The second part of'the “paragraph” presents the contention that the agreement can not be enforced because of the provisions of Article 118b, §§ 10 and 13, Vernon’s Ann.Ciy.Stats. The article is apparently inapplicable to the contract here *834 involved. The contention is not briefed and need not be further noticed.

In our opinion, the point and the assignment upon which it is based do not present the issue of the sufficiency of the evidence. Rule 324, Texas Rules of Civil Procedure, provides that in jury cases (subject to certain exceptions not applicable here) an assignment in a motion for new trial is a prerequisite -to the right to complain on appeal. We cannot construe an assignment urging an error with reference to a ruling upon the pleadings as presenting a question of the sufficiency of the evidence.
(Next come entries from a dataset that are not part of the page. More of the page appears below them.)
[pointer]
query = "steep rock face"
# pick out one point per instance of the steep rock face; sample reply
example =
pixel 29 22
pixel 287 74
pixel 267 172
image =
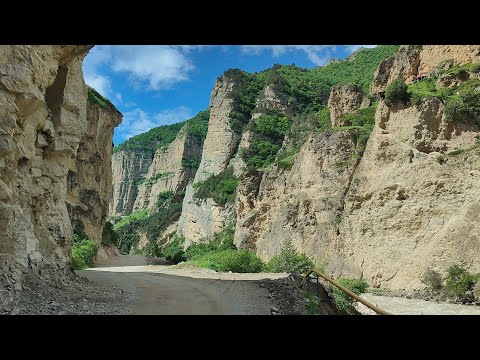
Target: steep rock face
pixel 128 169
pixel 138 178
pixel 345 98
pixel 410 204
pixel 43 118
pixel 413 60
pixel 167 165
pixel 409 210
pixel 301 204
pixel 221 140
pixel 90 183
pixel 201 220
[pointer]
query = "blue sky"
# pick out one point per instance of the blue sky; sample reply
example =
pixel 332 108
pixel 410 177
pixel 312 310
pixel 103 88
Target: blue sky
pixel 155 85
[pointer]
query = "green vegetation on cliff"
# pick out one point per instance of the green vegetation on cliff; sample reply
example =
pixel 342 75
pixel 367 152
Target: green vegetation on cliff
pixel 304 92
pixel 94 97
pixel 83 252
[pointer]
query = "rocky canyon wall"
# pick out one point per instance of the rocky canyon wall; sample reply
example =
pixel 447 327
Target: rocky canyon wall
pixel 42 121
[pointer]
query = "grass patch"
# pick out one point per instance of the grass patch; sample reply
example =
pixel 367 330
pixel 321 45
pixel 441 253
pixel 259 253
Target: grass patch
pixel 457 285
pixel 83 253
pixel 239 261
pixel 396 93
pixel 313 305
pixel 137 215
pixel 94 97
pixel 469 67
pixel 109 236
pixel 289 260
pixel 154 179
pixel 343 301
pixel 220 254
pixel 173 251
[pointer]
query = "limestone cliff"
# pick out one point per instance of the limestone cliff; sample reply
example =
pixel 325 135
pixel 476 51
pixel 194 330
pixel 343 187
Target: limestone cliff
pixel 43 119
pixel 412 208
pixel 201 220
pixel 128 169
pixel 141 173
pixel 90 183
pixel 410 204
pixel 383 196
pixel 344 99
pixel 167 166
pixel 414 60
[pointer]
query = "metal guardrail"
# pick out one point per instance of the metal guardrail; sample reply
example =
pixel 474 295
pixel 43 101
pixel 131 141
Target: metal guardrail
pixel 306 279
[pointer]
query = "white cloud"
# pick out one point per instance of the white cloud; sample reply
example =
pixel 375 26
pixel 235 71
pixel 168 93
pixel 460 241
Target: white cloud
pixel 100 83
pixel 138 121
pixel 353 48
pixel 150 66
pixel 118 96
pixel 317 54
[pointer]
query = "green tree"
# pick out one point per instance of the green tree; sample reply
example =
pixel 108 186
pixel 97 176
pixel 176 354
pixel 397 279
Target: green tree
pixel 396 93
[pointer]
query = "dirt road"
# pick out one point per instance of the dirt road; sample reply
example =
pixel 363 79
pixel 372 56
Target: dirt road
pixel 157 292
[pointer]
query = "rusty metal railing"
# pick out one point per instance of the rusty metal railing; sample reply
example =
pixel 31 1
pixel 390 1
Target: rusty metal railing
pixel 306 279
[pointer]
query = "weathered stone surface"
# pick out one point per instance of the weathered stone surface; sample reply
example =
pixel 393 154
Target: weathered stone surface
pixel 131 167
pixel 168 161
pixel 42 92
pixel 90 182
pixel 202 220
pixel 413 60
pixel 128 168
pixel 344 99
pixel 302 204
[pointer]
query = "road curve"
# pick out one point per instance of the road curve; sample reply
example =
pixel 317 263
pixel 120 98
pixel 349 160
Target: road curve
pixel 157 292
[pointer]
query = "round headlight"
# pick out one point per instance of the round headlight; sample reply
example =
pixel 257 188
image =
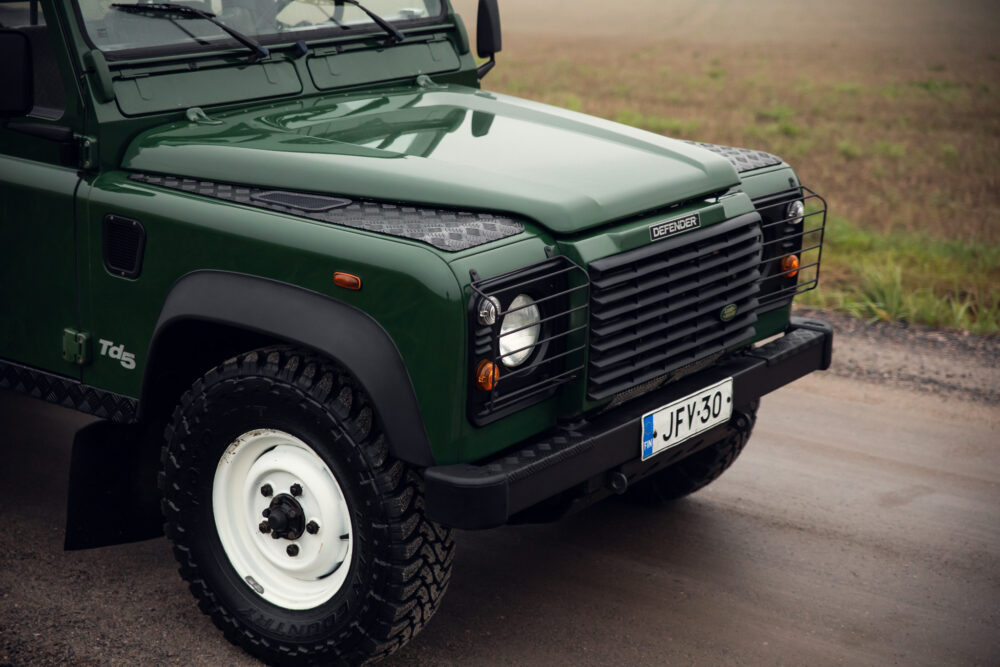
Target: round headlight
pixel 519 331
pixel 795 212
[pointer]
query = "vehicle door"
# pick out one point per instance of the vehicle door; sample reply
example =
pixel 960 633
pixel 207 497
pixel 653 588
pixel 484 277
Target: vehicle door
pixel 38 181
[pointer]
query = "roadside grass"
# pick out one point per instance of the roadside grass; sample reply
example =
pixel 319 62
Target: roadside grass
pixel 908 277
pixel 905 148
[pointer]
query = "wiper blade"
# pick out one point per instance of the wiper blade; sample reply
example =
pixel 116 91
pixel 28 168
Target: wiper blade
pixel 396 35
pixel 164 9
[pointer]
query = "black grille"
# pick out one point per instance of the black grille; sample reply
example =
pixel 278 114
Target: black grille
pixel 124 243
pixel 672 303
We will consider the issue which is properly raised by the point and assignment. The petition contained allegations as follows :

“That on or about the 18th day of October, 1946, the defendant, M. Weisfeld, approached the plaintiff and desired to purchase all of the early oranges that plaintiff had under his control, including both Hamlin and pineapple oranges. That after some discussion it was finally agreed by the plaintiff and defendant, M. Weisfeld, that the plaintiff would sell, and the defendant would buy all pineapple and Hamlin oranges that the plaintiff had charge df, and that were under the control of the plaintiff, and that the plaintiff had a right to sell. That the price agreed upon between the parties was $50.00 per ton on the trees, and the defendant agreed to harvest said fruit by December 15th of 1946.